Objectives To Do List Session Notes Review Questions

Session Objectives

  1. Learn about Claude Shannon, and how his work contributed to cryptology.
  2. Understand the concept of entropy.
  3. Learn how substitution and transposition are used together to encrypt plaintext.
  4. Study the implementation of the Digital Encryption Standard (DES) and the Rijndael algorithm.
  5. Learn why one-time pads lead to unbreakable ciphers.
  6. Understand the reason for learning cryptanalysis.
  7. See how crypto machines operate.

To Do List

Tasks

  • Read the session notes (below), including any embedded URL links.
  • Participate in the Conference discussion topic, which will require completion of a cryptography exercise and a response to at least one of your classmates.

Readings

  • Pfleeger, Security in Computing, Chapter 2

Session Notes

Preliminaries

This week we will back up in our textbook to Chapter 2, Elementary Cryptography. We'll start by looking at cryptography from its theoretical basis, which was developed by Claude Shannon over 50 years ago. After examining the theory of entropy, we'll look at how encryption is accomplished using the techniques of substitution and transposition. After introducing those concepts, we'll see how they are implemented in the DES, 3DES, and AES encryption algorithms. After coming to an appreciation of the complexity of those and similar encryption algorithms, we'll be in a position to understand the requirement for machines (both mechanical and electronic) to facilitate the encryption process.
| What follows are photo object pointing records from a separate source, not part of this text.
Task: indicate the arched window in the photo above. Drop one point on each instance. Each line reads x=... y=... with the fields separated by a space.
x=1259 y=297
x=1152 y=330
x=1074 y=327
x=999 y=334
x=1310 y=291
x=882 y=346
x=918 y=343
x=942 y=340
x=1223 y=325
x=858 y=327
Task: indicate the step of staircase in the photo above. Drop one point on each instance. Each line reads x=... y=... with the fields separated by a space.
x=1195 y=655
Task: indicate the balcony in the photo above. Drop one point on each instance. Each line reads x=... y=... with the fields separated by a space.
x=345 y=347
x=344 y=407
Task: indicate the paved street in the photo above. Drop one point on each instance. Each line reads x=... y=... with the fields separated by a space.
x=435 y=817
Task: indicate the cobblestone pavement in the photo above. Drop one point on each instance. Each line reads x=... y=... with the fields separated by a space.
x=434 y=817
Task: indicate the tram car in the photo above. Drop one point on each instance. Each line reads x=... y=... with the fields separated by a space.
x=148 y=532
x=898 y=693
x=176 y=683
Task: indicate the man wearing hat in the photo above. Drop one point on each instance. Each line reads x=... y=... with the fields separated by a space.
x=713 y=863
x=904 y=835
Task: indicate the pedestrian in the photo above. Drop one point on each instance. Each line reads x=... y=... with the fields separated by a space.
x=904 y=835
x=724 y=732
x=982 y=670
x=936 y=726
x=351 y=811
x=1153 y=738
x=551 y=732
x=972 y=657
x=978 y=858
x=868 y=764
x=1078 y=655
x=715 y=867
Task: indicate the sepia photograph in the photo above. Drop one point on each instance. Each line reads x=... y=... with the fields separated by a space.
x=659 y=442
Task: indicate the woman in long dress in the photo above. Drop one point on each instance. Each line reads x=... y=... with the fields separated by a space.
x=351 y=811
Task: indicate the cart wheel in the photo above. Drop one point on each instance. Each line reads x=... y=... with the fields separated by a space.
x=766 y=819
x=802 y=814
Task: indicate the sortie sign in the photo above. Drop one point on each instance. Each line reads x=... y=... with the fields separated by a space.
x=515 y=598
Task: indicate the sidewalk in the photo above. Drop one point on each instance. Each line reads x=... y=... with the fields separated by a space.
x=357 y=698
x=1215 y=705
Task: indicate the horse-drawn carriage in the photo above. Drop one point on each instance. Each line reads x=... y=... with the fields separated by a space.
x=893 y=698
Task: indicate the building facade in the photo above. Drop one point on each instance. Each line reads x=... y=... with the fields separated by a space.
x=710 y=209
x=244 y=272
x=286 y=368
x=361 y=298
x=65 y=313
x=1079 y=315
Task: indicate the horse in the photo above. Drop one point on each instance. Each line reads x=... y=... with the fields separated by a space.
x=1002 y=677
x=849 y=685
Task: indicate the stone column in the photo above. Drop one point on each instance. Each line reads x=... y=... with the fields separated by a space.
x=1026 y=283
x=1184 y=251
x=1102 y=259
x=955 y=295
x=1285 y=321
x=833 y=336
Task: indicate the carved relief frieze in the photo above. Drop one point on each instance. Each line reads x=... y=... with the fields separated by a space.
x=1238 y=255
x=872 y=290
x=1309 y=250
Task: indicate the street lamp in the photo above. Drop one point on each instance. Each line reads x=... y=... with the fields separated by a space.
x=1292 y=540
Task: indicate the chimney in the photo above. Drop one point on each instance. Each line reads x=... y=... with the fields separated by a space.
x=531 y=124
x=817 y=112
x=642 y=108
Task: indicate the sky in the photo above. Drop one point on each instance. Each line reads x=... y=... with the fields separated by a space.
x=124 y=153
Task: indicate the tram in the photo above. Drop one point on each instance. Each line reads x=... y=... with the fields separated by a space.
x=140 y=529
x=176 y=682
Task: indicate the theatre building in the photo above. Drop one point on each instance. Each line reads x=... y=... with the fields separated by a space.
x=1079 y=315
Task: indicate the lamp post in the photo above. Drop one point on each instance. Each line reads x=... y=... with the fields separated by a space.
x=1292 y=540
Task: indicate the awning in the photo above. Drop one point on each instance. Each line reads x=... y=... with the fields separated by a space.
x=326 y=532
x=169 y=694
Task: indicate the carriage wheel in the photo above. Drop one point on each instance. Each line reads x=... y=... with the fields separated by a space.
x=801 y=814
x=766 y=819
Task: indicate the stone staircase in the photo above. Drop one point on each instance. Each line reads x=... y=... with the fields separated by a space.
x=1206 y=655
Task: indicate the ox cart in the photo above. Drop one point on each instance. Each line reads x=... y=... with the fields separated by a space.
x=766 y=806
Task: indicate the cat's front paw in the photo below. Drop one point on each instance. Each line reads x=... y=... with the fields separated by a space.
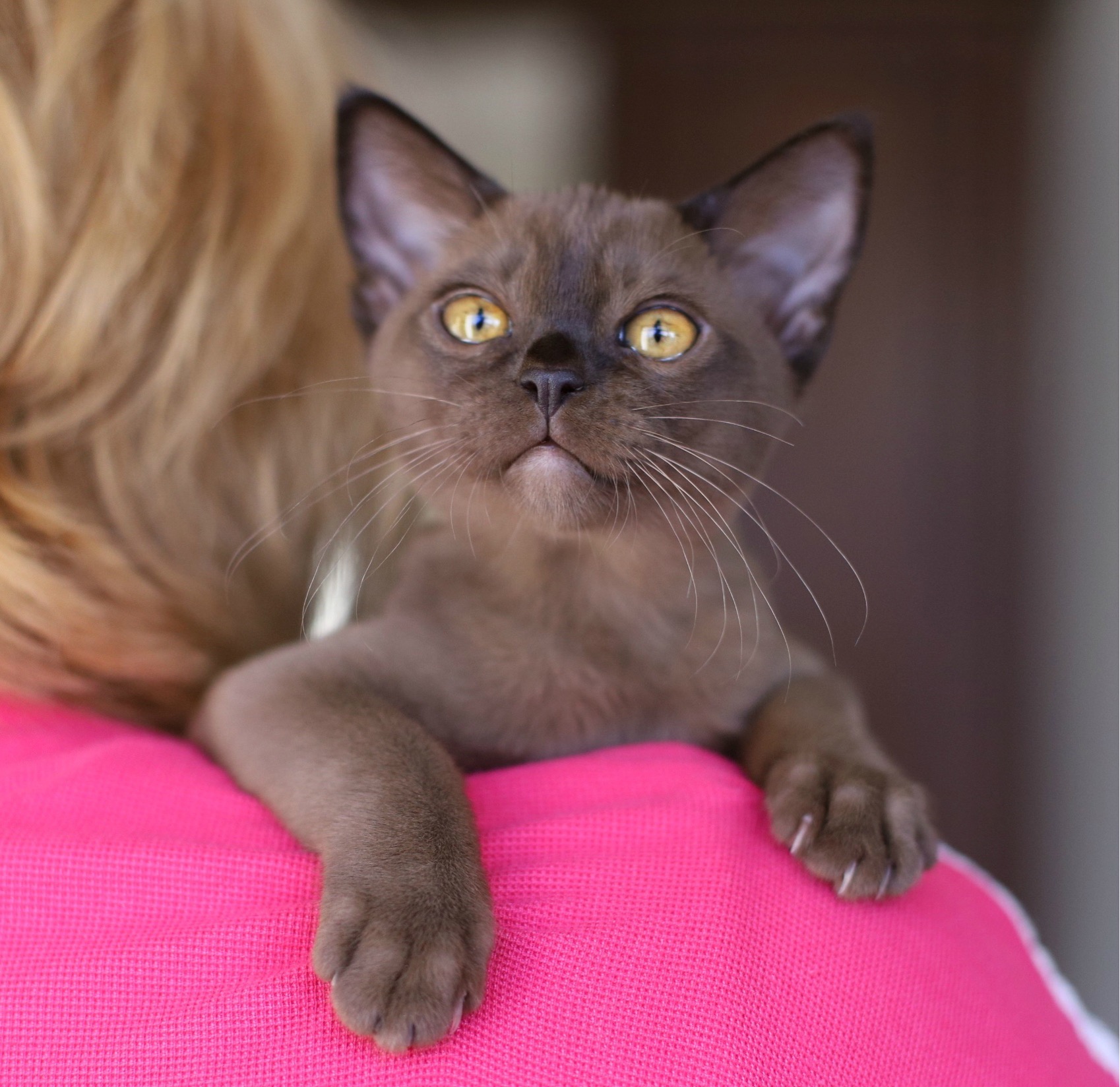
x=404 y=950
x=863 y=828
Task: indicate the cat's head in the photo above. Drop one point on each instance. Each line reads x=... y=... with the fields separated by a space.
x=582 y=356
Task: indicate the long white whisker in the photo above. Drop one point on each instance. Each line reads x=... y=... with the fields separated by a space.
x=730 y=534
x=727 y=422
x=712 y=460
x=760 y=403
x=725 y=586
x=261 y=534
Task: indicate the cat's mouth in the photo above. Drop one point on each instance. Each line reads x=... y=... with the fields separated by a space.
x=549 y=458
x=552 y=484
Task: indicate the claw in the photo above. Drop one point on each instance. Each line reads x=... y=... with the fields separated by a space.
x=803 y=828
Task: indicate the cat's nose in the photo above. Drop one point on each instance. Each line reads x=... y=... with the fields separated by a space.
x=550 y=388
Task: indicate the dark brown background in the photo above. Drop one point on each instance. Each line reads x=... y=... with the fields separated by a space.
x=908 y=457
x=918 y=448
x=908 y=454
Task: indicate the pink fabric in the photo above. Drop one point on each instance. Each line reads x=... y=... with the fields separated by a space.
x=156 y=925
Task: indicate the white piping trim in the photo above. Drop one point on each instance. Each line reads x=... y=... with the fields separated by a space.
x=1096 y=1037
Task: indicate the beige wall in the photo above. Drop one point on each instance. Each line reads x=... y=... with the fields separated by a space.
x=1071 y=841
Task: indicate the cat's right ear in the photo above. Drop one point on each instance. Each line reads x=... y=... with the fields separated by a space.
x=402 y=193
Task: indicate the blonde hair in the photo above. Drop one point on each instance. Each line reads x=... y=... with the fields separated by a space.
x=171 y=277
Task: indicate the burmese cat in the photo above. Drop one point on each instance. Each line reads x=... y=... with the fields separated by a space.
x=584 y=385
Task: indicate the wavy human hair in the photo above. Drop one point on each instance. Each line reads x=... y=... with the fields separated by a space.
x=174 y=338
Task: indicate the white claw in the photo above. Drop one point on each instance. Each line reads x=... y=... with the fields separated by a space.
x=458 y=1014
x=799 y=839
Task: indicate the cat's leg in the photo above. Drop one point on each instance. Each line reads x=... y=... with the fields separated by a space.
x=406 y=925
x=834 y=797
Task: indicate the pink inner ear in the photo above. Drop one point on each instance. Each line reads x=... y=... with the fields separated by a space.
x=789 y=232
x=404 y=193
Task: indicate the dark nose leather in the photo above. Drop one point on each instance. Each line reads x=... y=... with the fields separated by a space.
x=550 y=388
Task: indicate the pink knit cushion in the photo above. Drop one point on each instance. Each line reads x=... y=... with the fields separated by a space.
x=156 y=926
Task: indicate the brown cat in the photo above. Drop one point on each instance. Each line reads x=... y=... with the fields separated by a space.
x=586 y=387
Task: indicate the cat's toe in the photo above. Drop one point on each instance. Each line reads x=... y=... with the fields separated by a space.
x=404 y=968
x=861 y=828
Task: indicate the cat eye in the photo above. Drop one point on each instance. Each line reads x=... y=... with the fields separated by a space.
x=474 y=319
x=661 y=332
I am indebted to Dr. David Madison, former Program Chair at UMUC (and still an adjunct faculty member teaching INFA640, Cryptology and Data Protection), for much of the technical historical background on encryption found in these Session Notes.

Entropy 101

The intent of cryptography is to provide secrecy to messages and data. As articulated by Claude Shannon, there are three general types of secrecy systems:

  • Concealment systems ("invisible" ink, for example, as well as the techniques of steganography)
  • Privacy systems (for example, a virtual private network (VPN), where access is limited to those who have a need to know)
  • 'True' secrecy systems (i.e., ciphers)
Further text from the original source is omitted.